Tecumseh Assistant Police Chief J.R. Kidney said Terney was shot multiple times after stopping a vehicle around 11:30 p.m. Sunday near the intersection of Benson Park Road and Gordon Cooper Drive.

Kidney said Terney was working with dispatchers to verify information given by one of the vehicle’s passengers, a man, after becoming suspicious that he might have been giving Terney false information. As dispatchers were telling Terney that it appeared the man had an active warrant for his arrest, the man ran from the stopped vehicle and toward nearby woods, Kidney said.

Terney fired a stun gun at the man.

“The (stun gun) doesn’t have any effect on (the suspect) and he continues running through a wooded area, over a fence,” Kidney said. “About 25 yards inside that fence area, the officer and the suspect both exchanged gunfire.”

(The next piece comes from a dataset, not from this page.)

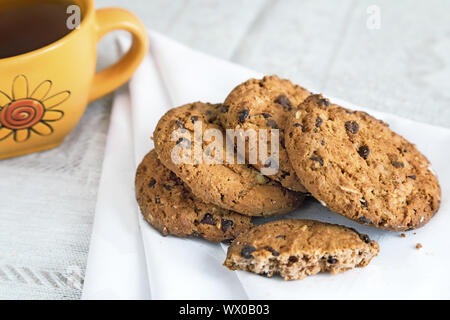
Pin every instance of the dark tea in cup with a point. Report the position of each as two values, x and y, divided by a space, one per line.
29 25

Authorities took both the suspect, whose identity was not immediately known, and Terney to a hospital, where Terney underwent surgery for hours overnight.

Kidney confirmed that Terney, who had been shot about three times, died Monday morning. The suspected gunman remained in intensive care with four gunshot wounds, according to KFOR.

Terney joined Tecumseh’s police force about a year ago.

“My department’s not doing good,” Kidney said Monday morning, adding that in the 22 years he has been with the department and the 38 years the chief has been with the department, this is the first officer-involved shooting for Tecumseh police.

“We haven’t had to live through this yet,” he said. “We need everybody to rally around and support us.”